Не отрываясь от работы, он закивал. Она поцеловала его. Он потрепал ее по щеке.
— Знаете что, юная леди?
— Что?
— Вы мне нравитесь, да, голубушка, вы мне определенно нравитесь.
Она встряхнула его за плечи:
— Не спи, Дэвид, не спи.
— Глаза слипаются. Спать хочу.
— Еще не время, дорогой. Вот напишешь стихотворение, последнее стихотворение, Дэвид, самое прекрасное, и уж тогда… Послушай меня…
Он покрутил в руках перо.
— А что писать-то?
Она пригладила его волосы, дотронулась пальцами до его щеки, поцеловала, не сдерживая дрожь. Потом закрыла глаза и начала диктовать:
— Жил-был добрый человек по имени Дэвид, и была у него жена, звали ее Лиза…

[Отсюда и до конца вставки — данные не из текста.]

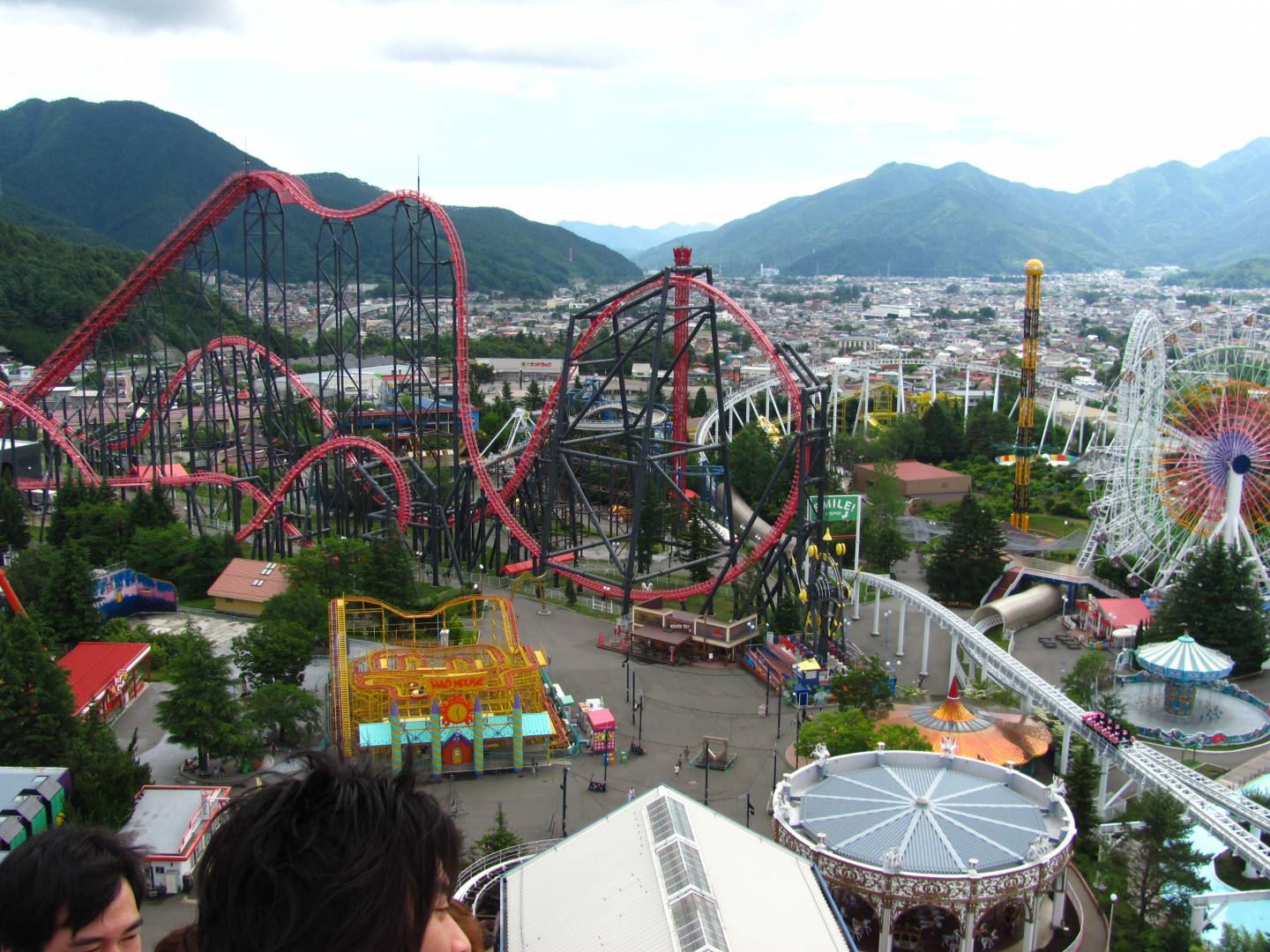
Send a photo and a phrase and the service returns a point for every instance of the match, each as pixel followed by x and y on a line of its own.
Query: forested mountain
pixel 631 239
pixel 129 173
pixel 959 219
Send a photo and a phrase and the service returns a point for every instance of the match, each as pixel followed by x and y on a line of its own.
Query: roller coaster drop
pixel 228 420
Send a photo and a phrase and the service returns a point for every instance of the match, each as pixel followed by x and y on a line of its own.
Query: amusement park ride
pixel 243 442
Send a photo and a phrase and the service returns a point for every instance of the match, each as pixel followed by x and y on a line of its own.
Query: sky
pixel 640 113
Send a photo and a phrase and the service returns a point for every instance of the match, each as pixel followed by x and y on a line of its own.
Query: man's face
pixel 117 929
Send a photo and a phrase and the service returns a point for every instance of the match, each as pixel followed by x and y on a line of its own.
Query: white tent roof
pixel 664 873
pixel 1185 659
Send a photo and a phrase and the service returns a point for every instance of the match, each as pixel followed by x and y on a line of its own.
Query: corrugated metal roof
pixel 937 818
pixel 616 899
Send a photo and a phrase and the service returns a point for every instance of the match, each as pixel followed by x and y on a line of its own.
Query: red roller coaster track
pixel 291 190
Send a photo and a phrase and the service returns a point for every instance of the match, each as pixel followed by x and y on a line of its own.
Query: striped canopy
pixel 1185 659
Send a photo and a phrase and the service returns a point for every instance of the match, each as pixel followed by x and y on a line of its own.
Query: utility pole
pixel 564 804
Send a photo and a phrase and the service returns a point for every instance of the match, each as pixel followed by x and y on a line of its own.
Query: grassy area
pixel 1229 870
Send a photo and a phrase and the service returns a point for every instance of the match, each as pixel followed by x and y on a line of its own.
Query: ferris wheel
pixel 1189 460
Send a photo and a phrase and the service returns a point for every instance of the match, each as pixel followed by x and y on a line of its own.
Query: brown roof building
pixel 920 481
pixel 247 584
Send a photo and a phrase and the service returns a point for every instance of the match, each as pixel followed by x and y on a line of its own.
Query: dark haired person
pixel 71 890
pixel 340 859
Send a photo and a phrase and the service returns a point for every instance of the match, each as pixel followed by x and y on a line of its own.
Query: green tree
pixel 150 509
pixel 285 712
pixel 963 564
pixel 66 602
pixel 198 709
pixel 863 687
pixel 29 571
pixel 698 544
pixel 303 607
pixel 882 544
pixel 14 531
pixel 989 433
pixel 1082 798
pixel 852 732
pixel 941 435
pixel 905 438
pixel 107 777
pixel 37 707
pixel 273 651
pixel 1163 866
pixel 1091 683
pixel 496 838
pixel 1217 602
pixel 387 571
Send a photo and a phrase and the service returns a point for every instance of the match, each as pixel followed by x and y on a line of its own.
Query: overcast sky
pixel 639 113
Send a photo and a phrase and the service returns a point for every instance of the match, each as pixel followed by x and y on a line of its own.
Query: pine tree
pixel 498 837
pixel 1082 798
pixel 1217 602
pixel 107 777
pixel 968 560
pixel 37 707
pixel 882 544
pixel 941 435
pixel 14 531
pixel 698 544
pixel 198 709
pixel 66 600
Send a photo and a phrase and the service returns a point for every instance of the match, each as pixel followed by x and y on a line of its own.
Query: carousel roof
pixel 1185 659
pixel 938 816
pixel 978 736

Перо двигалось мучительно и устало, еле-еле выводя слова.
— Ну?
— И жили они в домике, что стоял в райских кущах…
У него едва хватало сил продолжать. Но она была начеку. Он поднял глаза:
— Ну? Что дальше?
Она обвела глазами комнату, вгляделась в ночь за окном и услышала, как вернулся ветер, чтобы напеть ей на ухо свою песню. Взяв мужа за обе руки, она стала целовать его сонные губы.
— Вот и все, — сказала она. — Чернила высыхают.
Через полгода в эти края наведались издатели из Нью-Йорка — и вернулись к себе в Нью-Йорк всего лишь с тремя листками бумаги, которые ветер много дней гонял по разоренной, израненной, опустевшей долине.
Издатели в недоумении переглядывались.
— Ну и ну, ничего не осталось, — говорили они. — Голый утес, ни травинки, никаких следов человеческого присутствия. Даже дом, где он жил, как ветром сдуло! Дорога — и та пропала! И его самого нет. И жена сгинула! Ни слуху, ни духу. Можно подумать, лавиной снесло! Голая местность! Все исчезло! Ушло! Остались каких-то три стихотворения!
О поэте и его жене больше никто не слышал. Из Аграрной академии — а это не ближний свет — приезжали в беззастенчиво оголенную долину ученые мужи, но поспешили унести ноги, а потом еще долго качали головами.
На самом же деле, что пропало, то нетрудно отыскать.
Достаточно перелистать страницы его последнего, совсем тонкого сборника и прочесть эти три стихотворения.
И появится она, бледная, прекрасная и бессмертная, излучающая тепло и свежесть, вечно юная, златовласая, подставившая лицо ветру.
Совсем рядом, на следующей странице — он сам, исхудавший, улыбчивый и решительный, с черными как смоль волосами: стоит подбоченившись и оглядывается по сторонам.